# My Starbucks Cellulite Battle Plan Experiment



## roxybc (May 6, 2006)

So I've heard that the main ingreedient in cellulite creams is caffine, and that some celebrities swear by using coffee grounds in the shower as an exfolient to battle their cellulite. 

I don't have a coffee maker at home, but I go to Starbucks a lot and have noticed that they often have free huge bags of their coffee grounds for people to take away and use in their garden compost. So next time I'm there, and they have the free bags of coffee grounds, I'm going to take one, and use it as an exfolient in the shower for a bit and see if it works!

Has anyone ever tried using coffee grounds before??


----------



## mspixieears (May 7, 2006)

Ooh what an interesting idea! Haven't tried it but do let us know how you get along!


----------



## faerie_bel (May 7, 2006)

I have actually heard of people doing this! Apparently it can give great results so keep us posted


----------



## ostentatious (May 14, 2006)

This is a really interesting experiment! Let us know


----------



## Wattage (May 15, 2006)

lol Roxy you are too cute - though I would advise against it. I used to work at Blenz in Van and the coffee grounds go moldy super fast!! Ack!!

I would just go to Superstore and pick up a pound of really cheap ground coffee and try that. That way, you are sure to get more caffeine too!! Maybe let it sit for a few mins and soak in??
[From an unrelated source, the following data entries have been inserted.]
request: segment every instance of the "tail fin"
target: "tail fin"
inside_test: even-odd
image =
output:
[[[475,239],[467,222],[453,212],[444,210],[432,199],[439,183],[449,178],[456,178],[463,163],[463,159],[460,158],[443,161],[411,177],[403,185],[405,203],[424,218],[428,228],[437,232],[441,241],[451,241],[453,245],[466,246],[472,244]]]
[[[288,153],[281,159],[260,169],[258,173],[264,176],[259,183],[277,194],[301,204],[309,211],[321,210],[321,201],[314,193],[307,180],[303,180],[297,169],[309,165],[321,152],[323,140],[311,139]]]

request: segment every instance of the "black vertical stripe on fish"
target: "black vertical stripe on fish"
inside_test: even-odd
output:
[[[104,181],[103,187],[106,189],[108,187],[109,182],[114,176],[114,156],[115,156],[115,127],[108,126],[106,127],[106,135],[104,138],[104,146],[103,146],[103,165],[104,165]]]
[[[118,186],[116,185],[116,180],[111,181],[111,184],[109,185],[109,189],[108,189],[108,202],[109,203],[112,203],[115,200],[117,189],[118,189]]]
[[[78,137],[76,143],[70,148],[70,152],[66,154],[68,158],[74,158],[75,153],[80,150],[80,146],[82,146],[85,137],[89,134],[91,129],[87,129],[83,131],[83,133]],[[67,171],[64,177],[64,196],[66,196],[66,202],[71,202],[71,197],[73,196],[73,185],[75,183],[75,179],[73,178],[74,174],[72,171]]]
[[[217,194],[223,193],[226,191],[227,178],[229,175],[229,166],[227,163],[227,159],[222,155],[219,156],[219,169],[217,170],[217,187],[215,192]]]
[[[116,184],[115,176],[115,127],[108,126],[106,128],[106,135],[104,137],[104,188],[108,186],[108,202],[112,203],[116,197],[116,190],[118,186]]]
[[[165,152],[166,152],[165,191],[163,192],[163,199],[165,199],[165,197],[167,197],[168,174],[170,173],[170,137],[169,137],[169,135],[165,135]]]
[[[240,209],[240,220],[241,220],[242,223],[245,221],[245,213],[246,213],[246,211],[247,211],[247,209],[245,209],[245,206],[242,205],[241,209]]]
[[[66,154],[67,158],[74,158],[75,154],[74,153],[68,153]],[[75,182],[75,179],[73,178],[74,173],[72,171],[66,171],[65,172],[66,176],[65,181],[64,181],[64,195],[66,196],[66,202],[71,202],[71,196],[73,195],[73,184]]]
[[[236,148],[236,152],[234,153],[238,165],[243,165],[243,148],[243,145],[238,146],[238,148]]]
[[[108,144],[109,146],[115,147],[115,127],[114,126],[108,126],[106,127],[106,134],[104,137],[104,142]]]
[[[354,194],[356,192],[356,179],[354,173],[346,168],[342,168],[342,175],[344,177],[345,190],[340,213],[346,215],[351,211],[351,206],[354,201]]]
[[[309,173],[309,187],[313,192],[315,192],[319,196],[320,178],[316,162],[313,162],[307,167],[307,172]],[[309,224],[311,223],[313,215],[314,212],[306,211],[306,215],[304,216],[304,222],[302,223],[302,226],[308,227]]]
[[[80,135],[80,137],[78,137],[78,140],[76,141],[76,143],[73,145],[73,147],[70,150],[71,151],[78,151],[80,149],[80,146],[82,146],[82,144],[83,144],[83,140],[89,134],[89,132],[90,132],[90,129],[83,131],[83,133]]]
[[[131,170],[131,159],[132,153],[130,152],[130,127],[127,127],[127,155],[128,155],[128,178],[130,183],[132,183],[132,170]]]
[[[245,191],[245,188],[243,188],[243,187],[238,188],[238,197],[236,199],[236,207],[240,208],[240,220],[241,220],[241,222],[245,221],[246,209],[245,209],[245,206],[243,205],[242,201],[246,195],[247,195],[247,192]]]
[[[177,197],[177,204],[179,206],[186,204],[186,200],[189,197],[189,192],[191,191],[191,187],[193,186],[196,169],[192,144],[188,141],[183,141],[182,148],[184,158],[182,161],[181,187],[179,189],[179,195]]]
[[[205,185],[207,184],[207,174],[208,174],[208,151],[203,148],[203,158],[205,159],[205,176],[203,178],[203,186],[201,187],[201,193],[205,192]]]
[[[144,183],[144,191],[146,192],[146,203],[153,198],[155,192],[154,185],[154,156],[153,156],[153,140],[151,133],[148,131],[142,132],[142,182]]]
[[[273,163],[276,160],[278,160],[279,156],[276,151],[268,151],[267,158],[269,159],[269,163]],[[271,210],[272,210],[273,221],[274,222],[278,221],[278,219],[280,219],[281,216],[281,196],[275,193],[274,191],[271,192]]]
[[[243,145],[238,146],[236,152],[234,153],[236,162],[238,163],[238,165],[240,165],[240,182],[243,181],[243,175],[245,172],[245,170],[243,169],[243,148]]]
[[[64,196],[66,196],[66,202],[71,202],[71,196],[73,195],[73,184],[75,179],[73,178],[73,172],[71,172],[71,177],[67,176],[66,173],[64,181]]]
Great idea! I think I will try this!! LOL


----------



## litlaur (May 15, 2006)

I agree, buy cheaper coffee


----------



## koolmnbv (May 20, 2006)

Has anyone tried this yet??? How were the results??


----------



## stacey (May 20, 2006)

I've got some coffee grounds, I'll do this this morning!


----------



## lovalotz (May 27, 2006)

haha that sounds like an amazing experiment.
I can't wait to hear about the results


----------



## farra712 (May 28, 2006)

I made soap with honey and coffee grounds (and glycerin as its base) awhile back, and it was awesome!  The coffee grounds exfoliated a little, and the honey moisturized, and it smelled good!  I didn't use it consistantly enough to see results, but it couldn't hurt!  I did see results with a brushing technique that I used that drains the lymph system to help with cellulite.


----------



## janelle811 (Jun 20, 2006)

that is a really good idea roxy, I never thought of that 
	

	
	
		
		

		
		
	


	




 Quote:

  farra712: I did see results with a brushing technique that I used that drains the lymph system to help with cellulite.  
 
what's your brushing technique?


----------



## maxcat (Jun 26, 2006)

How did this go??? My butt is dying to know.


----------



## kaliraksha (Jun 26, 2006)

Updates as soon as possible, ladies! With pictures if possible! ha =)


----------



## farra712 (Jun 26, 2006)

Quote:

   Originally Posted by *janelle811* 
_that is a really good idea roxy, I never thought of that 
	

	
	
		
		

		
		
	


	






what's your brushing technique?_

 


It is complicated to explain, but not really complicated to do.  Using a brush I got from T-tapp.com (also got the instructions there) I brush upward 4-8 times on each body part starting with the palm of my left hand, then up the arm, then armpit, then chest, then move to the left side, then sole of the left foot, then up the leg (including behind the knees), then up the thigh, then up the butt/back of thighs/lovehandle area, then all of that on the right side, then up the stomach.  I used it in conjunction with the T-tapp workout that is also good for lymph system and other bodily systems that help to eliminate cellulite, but I saw the best results when doing both.


----------